Jan Vogler und Hélène Grimaud spielen Sonaten für Violoncello und Klavier.

Elmshorn | „Musik ist die Stille zwischen den Tönen“, sagte einst Claude Debussy. Und wohl kein anderes Paradoxon könnte das Eröffnungskonzert des Schleswig-Holstein Musik Festivals in Elmshorn am vergangenen Sonnabend in der alten Reithalle annähernd so gut beschreiben. Jan Vogler und Hélène Grimaud spielten Sonaten für Violoncello und Klavier.

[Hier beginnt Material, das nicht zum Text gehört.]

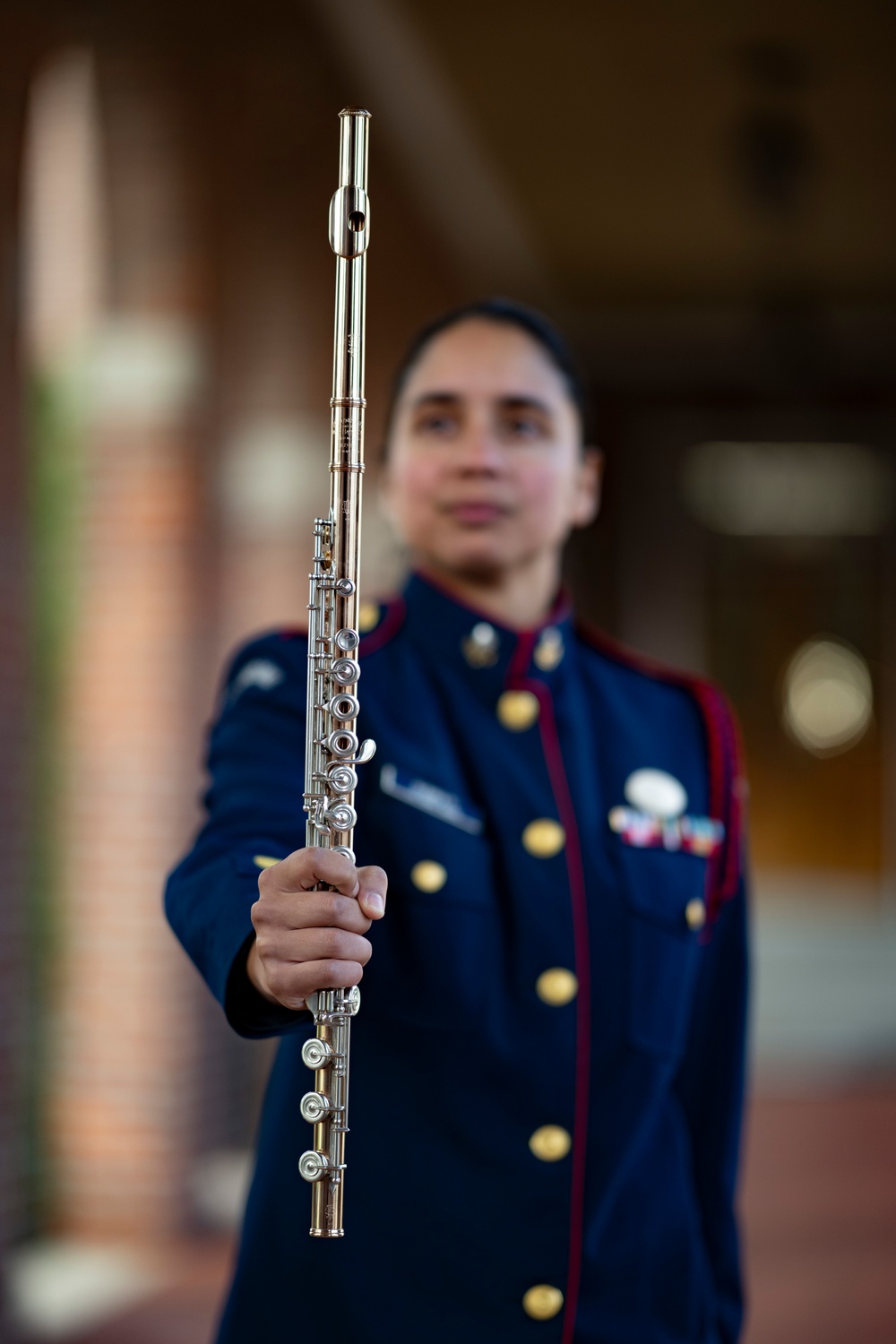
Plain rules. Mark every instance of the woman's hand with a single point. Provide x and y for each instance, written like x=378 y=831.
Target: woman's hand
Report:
x=309 y=940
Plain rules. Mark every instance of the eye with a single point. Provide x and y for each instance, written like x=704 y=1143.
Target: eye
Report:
x=524 y=426
x=435 y=424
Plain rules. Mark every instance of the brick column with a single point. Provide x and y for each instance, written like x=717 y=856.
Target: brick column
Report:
x=123 y=1102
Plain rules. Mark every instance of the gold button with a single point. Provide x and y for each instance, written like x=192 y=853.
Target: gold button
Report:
x=543 y=838
x=481 y=645
x=429 y=875
x=549 y=1142
x=368 y=617
x=556 y=986
x=541 y=1301
x=517 y=710
x=263 y=860
x=548 y=650
x=694 y=914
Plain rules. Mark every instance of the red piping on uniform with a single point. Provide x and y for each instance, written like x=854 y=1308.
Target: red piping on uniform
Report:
x=724 y=760
x=389 y=626
x=563 y=800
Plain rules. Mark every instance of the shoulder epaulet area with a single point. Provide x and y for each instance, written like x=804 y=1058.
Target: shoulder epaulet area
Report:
x=724 y=758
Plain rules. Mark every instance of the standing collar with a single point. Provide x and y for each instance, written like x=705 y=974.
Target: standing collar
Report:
x=473 y=642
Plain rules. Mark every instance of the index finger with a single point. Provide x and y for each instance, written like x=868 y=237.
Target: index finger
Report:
x=303 y=870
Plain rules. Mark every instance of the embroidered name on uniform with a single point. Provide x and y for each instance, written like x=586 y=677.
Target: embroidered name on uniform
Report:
x=689 y=835
x=258 y=672
x=427 y=797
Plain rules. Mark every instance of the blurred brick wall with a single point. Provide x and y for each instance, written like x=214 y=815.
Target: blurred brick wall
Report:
x=123 y=1099
x=13 y=653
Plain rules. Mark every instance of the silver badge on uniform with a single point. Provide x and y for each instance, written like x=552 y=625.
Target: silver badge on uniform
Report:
x=429 y=797
x=260 y=672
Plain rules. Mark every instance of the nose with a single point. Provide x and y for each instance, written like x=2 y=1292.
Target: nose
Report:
x=478 y=454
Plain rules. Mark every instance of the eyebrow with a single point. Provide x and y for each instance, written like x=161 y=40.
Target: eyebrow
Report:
x=514 y=402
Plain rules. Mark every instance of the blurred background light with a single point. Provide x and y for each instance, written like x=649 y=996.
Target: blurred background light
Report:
x=788 y=489
x=273 y=472
x=828 y=696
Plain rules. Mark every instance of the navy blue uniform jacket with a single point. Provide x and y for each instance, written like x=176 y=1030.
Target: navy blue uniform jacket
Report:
x=457 y=1058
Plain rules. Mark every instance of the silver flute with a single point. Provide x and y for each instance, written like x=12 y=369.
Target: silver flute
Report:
x=332 y=749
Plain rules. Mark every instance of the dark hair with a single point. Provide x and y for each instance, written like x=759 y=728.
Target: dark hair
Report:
x=506 y=311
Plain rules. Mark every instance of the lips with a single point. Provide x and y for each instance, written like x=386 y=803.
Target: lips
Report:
x=476 y=513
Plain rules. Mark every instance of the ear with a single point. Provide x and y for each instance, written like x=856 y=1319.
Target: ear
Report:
x=587 y=488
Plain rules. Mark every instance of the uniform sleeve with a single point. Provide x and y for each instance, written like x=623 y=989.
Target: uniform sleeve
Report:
x=253 y=809
x=711 y=1088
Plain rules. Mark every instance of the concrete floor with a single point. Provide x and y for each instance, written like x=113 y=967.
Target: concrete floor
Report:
x=820 y=1212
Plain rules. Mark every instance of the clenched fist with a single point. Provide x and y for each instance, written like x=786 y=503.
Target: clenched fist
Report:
x=309 y=940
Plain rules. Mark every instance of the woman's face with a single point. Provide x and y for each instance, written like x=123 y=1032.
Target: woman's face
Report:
x=485 y=470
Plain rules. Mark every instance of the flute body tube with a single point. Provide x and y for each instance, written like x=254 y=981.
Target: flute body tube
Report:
x=332 y=749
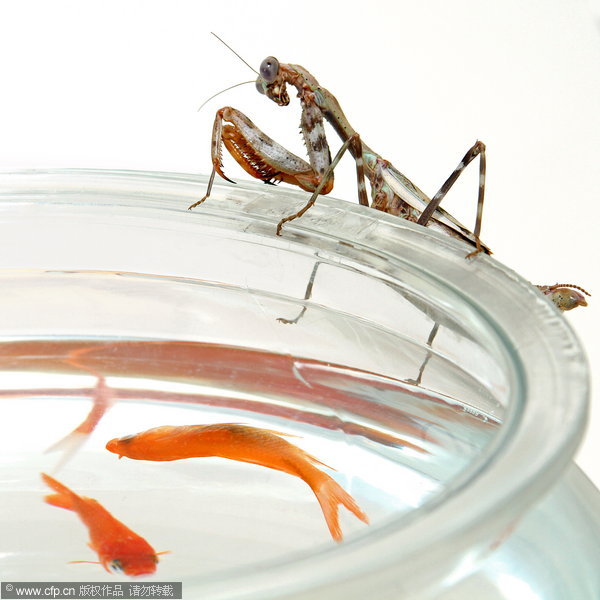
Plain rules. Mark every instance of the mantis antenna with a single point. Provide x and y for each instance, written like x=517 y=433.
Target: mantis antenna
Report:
x=230 y=48
x=225 y=90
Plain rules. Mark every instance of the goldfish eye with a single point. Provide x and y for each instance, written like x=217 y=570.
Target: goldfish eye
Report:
x=269 y=69
x=116 y=566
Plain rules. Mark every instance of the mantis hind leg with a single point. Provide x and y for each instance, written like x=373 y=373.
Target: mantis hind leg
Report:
x=477 y=149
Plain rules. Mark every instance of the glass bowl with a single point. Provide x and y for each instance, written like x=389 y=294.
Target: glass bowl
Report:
x=446 y=395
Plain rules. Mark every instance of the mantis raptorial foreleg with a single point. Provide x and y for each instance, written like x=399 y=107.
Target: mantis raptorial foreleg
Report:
x=260 y=156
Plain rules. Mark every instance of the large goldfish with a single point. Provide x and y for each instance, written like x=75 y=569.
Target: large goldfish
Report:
x=245 y=444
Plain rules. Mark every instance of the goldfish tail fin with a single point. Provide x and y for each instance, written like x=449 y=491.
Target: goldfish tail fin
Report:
x=64 y=498
x=69 y=445
x=330 y=495
x=59 y=500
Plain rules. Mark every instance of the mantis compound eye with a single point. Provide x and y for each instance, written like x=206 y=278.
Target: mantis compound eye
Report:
x=269 y=68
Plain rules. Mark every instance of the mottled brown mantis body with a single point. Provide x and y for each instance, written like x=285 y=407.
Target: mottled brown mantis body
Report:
x=391 y=191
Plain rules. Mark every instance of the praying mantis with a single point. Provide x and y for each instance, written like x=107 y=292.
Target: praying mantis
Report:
x=391 y=191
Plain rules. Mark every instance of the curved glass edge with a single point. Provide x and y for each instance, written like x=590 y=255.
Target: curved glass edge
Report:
x=555 y=407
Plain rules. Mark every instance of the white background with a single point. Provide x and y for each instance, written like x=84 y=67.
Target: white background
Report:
x=116 y=84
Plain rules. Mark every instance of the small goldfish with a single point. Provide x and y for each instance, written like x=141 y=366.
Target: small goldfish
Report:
x=245 y=444
x=119 y=549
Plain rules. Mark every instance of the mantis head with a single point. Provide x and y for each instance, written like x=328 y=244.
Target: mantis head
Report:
x=271 y=82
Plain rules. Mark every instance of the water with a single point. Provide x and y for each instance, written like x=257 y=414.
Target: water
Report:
x=394 y=447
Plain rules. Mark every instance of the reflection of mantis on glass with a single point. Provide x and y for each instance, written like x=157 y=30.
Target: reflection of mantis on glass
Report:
x=391 y=191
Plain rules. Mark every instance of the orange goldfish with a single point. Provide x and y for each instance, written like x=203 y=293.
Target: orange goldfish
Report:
x=245 y=444
x=119 y=549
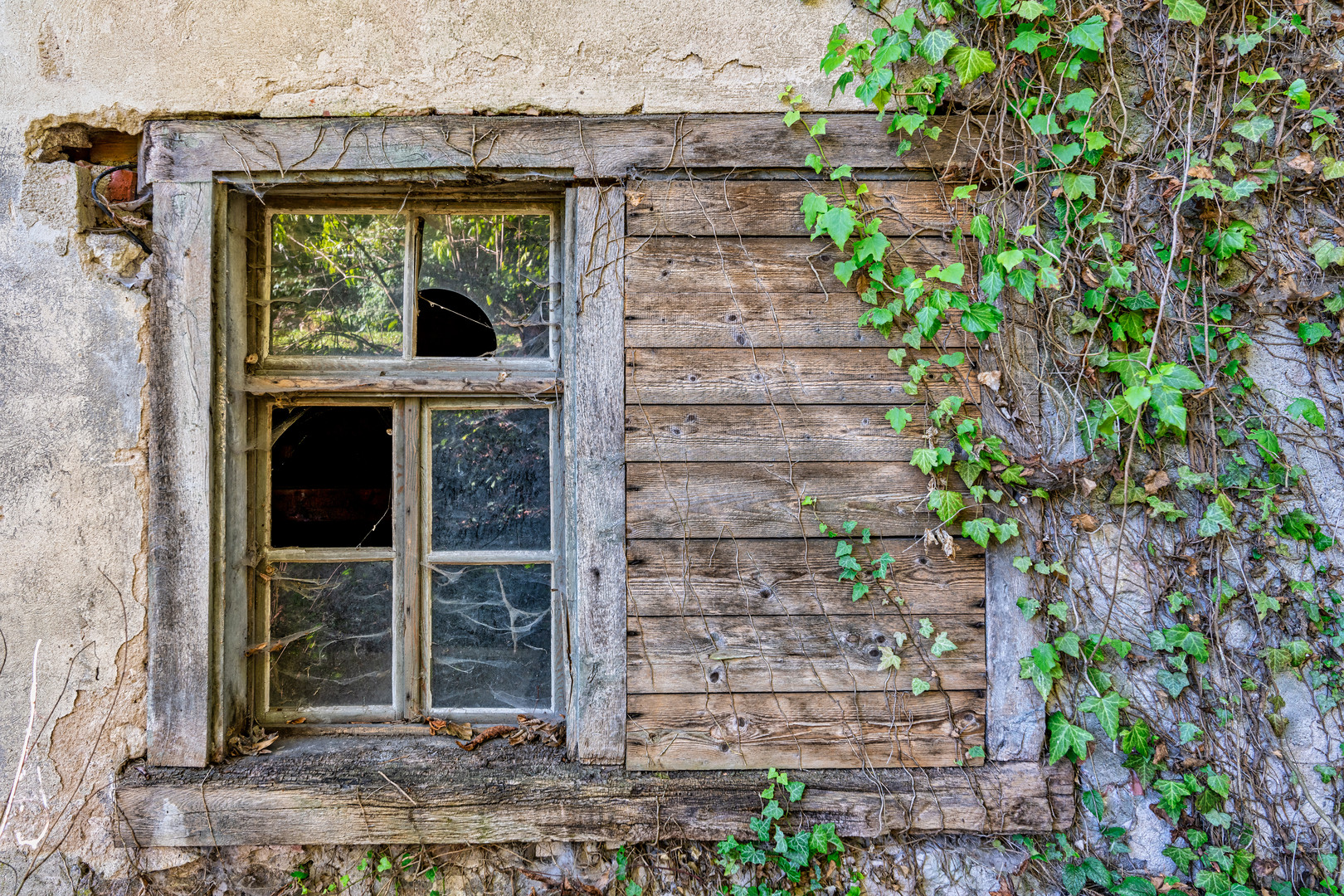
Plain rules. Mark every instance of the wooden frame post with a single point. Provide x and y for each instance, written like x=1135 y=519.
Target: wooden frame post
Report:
x=180 y=473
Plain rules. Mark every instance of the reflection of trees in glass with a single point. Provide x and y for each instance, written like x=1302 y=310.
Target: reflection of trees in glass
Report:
x=503 y=264
x=336 y=284
x=491 y=479
x=331 y=626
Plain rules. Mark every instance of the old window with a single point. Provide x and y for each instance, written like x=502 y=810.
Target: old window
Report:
x=411 y=480
x=407 y=546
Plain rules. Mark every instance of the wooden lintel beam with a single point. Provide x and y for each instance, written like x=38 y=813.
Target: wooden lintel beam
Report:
x=587 y=147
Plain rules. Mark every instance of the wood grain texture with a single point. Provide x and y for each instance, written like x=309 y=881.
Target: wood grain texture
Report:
x=784 y=377
x=763 y=433
x=756 y=320
x=791 y=655
x=758 y=264
x=763 y=500
x=793 y=577
x=582 y=147
x=802 y=731
x=597 y=731
x=733 y=207
x=335 y=790
x=180 y=475
x=505 y=383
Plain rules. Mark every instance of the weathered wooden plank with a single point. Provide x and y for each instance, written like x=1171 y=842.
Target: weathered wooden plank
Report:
x=791 y=655
x=589 y=147
x=180 y=475
x=758 y=264
x=334 y=791
x=732 y=207
x=756 y=320
x=765 y=500
x=785 y=377
x=795 y=577
x=802 y=731
x=769 y=433
x=597 y=722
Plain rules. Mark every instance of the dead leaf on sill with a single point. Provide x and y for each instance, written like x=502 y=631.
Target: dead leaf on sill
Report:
x=460 y=730
x=1085 y=522
x=253 y=743
x=489 y=733
x=272 y=646
x=548 y=733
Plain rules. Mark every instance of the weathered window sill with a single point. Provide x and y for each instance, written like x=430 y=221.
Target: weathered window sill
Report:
x=332 y=789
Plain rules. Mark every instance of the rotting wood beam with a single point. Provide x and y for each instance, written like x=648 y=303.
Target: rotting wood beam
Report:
x=587 y=147
x=338 y=791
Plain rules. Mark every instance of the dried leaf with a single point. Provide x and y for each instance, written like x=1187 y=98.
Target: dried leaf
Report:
x=460 y=730
x=1303 y=162
x=1155 y=481
x=251 y=743
x=1085 y=522
x=489 y=733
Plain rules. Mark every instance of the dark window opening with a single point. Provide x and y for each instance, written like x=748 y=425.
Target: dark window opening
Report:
x=331 y=477
x=449 y=324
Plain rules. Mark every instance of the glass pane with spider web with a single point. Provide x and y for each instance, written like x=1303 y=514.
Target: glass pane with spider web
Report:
x=492 y=637
x=331 y=635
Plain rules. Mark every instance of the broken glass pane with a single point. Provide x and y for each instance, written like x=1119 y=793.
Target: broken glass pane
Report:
x=331 y=635
x=331 y=477
x=485 y=269
x=492 y=479
x=336 y=284
x=492 y=637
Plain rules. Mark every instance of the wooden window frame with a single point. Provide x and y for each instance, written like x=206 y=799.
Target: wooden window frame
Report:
x=201 y=173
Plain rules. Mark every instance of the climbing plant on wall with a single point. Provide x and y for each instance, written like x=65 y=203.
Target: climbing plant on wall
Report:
x=1155 y=195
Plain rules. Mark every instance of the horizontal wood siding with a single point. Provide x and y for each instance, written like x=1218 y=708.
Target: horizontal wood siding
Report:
x=726 y=207
x=756 y=411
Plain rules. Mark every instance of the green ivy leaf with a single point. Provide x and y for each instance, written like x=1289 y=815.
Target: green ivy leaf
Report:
x=969 y=63
x=1187 y=11
x=945 y=504
x=979 y=531
x=1107 y=709
x=936 y=45
x=838 y=223
x=1089 y=35
x=898 y=416
x=1172 y=681
x=1029 y=42
x=1066 y=739
x=1305 y=409
x=981 y=319
x=1254 y=128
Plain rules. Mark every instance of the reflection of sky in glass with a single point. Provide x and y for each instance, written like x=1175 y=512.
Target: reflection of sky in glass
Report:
x=342 y=614
x=336 y=284
x=503 y=264
x=492 y=637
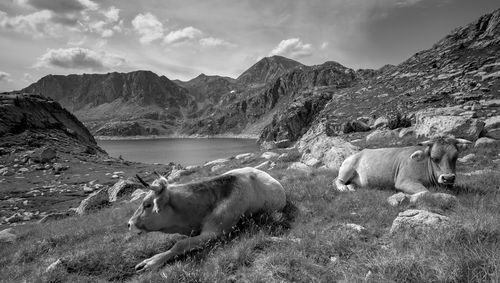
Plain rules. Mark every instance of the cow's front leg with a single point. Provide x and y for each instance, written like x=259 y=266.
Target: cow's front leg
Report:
x=411 y=187
x=179 y=248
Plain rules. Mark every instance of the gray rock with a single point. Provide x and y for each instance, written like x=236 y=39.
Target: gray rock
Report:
x=269 y=155
x=399 y=199
x=7 y=236
x=417 y=222
x=217 y=167
x=55 y=216
x=405 y=132
x=58 y=167
x=381 y=122
x=299 y=166
x=138 y=194
x=330 y=151
x=95 y=200
x=244 y=156
x=447 y=121
x=263 y=165
x=492 y=123
x=217 y=161
x=493 y=133
x=43 y=155
x=381 y=135
x=121 y=188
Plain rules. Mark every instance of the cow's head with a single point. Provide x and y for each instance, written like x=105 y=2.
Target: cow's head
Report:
x=442 y=154
x=154 y=213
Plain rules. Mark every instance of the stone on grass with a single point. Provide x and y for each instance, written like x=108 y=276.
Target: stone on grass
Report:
x=381 y=122
x=466 y=158
x=399 y=199
x=217 y=167
x=95 y=200
x=299 y=166
x=7 y=236
x=138 y=194
x=244 y=156
x=417 y=222
x=43 y=155
x=121 y=188
x=55 y=216
x=269 y=155
x=217 y=161
x=330 y=151
x=381 y=135
x=485 y=142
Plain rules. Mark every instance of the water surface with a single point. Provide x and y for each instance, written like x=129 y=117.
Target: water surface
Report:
x=178 y=150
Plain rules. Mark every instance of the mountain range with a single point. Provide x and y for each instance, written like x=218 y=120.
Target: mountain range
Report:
x=279 y=98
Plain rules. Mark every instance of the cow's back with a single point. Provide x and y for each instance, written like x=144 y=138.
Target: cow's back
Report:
x=257 y=190
x=380 y=167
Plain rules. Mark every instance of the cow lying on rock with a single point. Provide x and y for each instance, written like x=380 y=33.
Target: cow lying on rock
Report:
x=204 y=210
x=408 y=169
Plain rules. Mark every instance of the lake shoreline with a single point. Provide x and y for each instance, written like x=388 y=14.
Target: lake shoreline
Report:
x=148 y=137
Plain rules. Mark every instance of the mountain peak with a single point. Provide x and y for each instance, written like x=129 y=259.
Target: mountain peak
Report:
x=267 y=69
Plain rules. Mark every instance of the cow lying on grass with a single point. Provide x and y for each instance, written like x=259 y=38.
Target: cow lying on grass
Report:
x=408 y=169
x=206 y=209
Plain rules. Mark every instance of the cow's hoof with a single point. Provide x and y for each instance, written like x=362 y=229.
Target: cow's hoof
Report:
x=341 y=187
x=151 y=263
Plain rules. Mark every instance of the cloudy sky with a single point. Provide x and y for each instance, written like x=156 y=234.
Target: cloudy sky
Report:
x=183 y=38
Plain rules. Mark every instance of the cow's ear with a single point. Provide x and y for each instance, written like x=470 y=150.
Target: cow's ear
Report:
x=462 y=144
x=159 y=185
x=418 y=155
x=160 y=200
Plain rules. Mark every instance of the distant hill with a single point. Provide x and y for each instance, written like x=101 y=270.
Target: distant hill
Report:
x=280 y=98
x=267 y=70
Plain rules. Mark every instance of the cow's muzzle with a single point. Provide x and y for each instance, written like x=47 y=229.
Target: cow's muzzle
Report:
x=446 y=179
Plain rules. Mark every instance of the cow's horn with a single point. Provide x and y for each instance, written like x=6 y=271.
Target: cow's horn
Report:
x=142 y=181
x=463 y=141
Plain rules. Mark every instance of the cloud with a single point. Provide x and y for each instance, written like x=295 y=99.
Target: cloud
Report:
x=293 y=48
x=36 y=24
x=215 y=42
x=182 y=35
x=407 y=2
x=148 y=26
x=4 y=77
x=112 y=14
x=79 y=58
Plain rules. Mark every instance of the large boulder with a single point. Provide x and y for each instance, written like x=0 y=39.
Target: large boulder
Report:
x=417 y=222
x=122 y=187
x=485 y=142
x=316 y=148
x=7 y=236
x=447 y=121
x=95 y=200
x=381 y=135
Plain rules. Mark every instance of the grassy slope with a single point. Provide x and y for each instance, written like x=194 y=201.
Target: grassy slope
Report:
x=317 y=247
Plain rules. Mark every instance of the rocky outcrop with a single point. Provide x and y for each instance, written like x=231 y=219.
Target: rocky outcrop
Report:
x=121 y=188
x=20 y=112
x=447 y=121
x=417 y=222
x=319 y=149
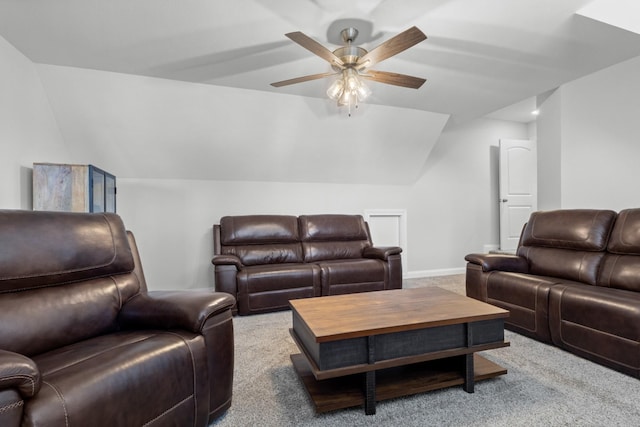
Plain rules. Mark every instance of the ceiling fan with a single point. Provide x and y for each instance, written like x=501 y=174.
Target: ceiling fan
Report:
x=353 y=63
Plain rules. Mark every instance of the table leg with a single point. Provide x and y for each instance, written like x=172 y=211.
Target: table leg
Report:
x=370 y=393
x=469 y=373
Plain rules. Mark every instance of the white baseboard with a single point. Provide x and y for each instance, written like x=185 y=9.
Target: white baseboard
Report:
x=434 y=273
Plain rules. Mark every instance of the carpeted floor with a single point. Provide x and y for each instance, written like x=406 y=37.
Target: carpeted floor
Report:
x=545 y=386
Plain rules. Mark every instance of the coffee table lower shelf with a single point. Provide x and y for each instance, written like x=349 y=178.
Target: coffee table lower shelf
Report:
x=348 y=391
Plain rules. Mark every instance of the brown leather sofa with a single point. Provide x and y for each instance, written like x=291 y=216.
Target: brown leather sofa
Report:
x=266 y=260
x=82 y=342
x=573 y=282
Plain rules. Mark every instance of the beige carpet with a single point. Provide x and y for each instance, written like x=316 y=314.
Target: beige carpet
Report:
x=545 y=386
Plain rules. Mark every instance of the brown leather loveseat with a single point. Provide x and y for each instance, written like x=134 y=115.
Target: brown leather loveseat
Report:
x=266 y=260
x=574 y=282
x=82 y=342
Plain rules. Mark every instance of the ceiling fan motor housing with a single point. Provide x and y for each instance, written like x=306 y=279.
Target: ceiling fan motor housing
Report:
x=349 y=55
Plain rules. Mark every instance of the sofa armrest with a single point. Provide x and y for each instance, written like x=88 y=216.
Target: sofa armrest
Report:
x=381 y=252
x=188 y=309
x=501 y=262
x=227 y=260
x=20 y=373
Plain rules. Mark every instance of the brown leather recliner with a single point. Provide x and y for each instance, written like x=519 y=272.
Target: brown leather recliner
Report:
x=82 y=341
x=266 y=260
x=574 y=282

Das Programm? Bestechend! Denn hinter Debussy, Brahms, Schumann und Schostakowitsch steht die gesamte Bandbreite der Musik und des Könnens Voglers und Grimauds: Jede Taste, jeder Fingerdruck, jede Saite, jeder Hammer des Flügels, vervollständigt mit den raffiniertesten, wärmsten, präzisesten und anmutigsten Klängen des Stradivari-Cellos bildet fantastische Musikwelten. Und über dieses Virtuosentum hinaus, gehen Grimaud und Vogler auf die Reise durch Länder, Nationalstile, und die wohl divergentesten Musikauffassungen.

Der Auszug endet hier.